Spahns Pläne sehen vor, dass die Finanzreserven einer Kasse das Volumen der Ausgaben eines Monats künftig nicht mehr überschreiten dürfen. Was darüberliegt, soll über einen Zeitraum von drei Jahren abgebaut werden müssen.

Kassen, die ihre Reserven selbst durch einen kompletten Verzicht auf den Zusatzbeitrag nicht in dieser Zeit ausreichend abschmelzen können, sollen dafür zwei Jahre mehr Zeit bekommen. Danach sollen die Kassen den Rest an den Gesundheitsfonds abführen müssen.

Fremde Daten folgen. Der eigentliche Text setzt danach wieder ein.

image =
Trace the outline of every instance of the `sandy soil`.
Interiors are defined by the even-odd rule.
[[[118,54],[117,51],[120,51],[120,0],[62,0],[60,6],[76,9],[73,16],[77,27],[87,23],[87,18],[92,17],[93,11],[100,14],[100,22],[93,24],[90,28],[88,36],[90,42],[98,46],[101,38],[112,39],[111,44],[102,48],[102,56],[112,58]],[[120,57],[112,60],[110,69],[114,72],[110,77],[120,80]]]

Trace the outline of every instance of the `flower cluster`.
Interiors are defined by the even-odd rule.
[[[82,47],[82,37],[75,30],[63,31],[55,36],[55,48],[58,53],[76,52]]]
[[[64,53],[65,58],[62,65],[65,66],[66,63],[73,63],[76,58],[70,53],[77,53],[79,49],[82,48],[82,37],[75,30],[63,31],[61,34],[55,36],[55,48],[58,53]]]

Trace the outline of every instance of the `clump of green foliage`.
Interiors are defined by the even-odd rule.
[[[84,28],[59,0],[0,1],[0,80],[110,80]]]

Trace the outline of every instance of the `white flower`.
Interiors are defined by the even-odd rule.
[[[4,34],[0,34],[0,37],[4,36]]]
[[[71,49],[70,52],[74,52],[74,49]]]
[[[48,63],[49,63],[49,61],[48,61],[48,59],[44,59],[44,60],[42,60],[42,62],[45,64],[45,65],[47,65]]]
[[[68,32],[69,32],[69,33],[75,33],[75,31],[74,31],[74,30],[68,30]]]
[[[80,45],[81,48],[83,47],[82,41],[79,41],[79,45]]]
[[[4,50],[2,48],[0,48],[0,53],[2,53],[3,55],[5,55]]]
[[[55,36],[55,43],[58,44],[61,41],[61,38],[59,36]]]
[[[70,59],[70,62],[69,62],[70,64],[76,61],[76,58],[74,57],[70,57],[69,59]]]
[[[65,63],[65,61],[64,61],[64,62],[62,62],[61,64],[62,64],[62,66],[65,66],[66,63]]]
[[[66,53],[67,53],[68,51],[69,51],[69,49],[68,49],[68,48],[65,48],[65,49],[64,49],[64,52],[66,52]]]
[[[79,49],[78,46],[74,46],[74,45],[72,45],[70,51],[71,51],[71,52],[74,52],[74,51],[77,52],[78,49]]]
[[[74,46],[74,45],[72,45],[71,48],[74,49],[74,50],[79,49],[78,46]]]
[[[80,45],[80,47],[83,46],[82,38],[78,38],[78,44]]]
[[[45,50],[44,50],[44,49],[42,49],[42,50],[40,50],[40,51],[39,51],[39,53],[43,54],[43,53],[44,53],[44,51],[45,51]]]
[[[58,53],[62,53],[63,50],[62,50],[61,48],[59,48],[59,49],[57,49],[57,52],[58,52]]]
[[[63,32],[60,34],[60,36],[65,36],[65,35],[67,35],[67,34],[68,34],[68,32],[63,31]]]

Spahn will auch die Beitragszahler in der gesetzlichen Krankenversicherung per Gesetz in Milliardenhöhe entlasten. Wie im Koalitionsvertrag vorgesehen, sollen die bisher allein von den Kassenmitgliedern zu zahlenden Zusatzbeiträge ab 1. Januar 2019 zu gleichen Teilen von Arbeitgebern und Arbeitnehmern getragen werden. Dies soll die Kassenmitglieder und Rentner um 6,9 Milliarden Euro entlasten. Die Entlastung bezifferte Spahn auf 15 Euro für jemanden, der ein Einkommen von 3000 Euro brutto hat.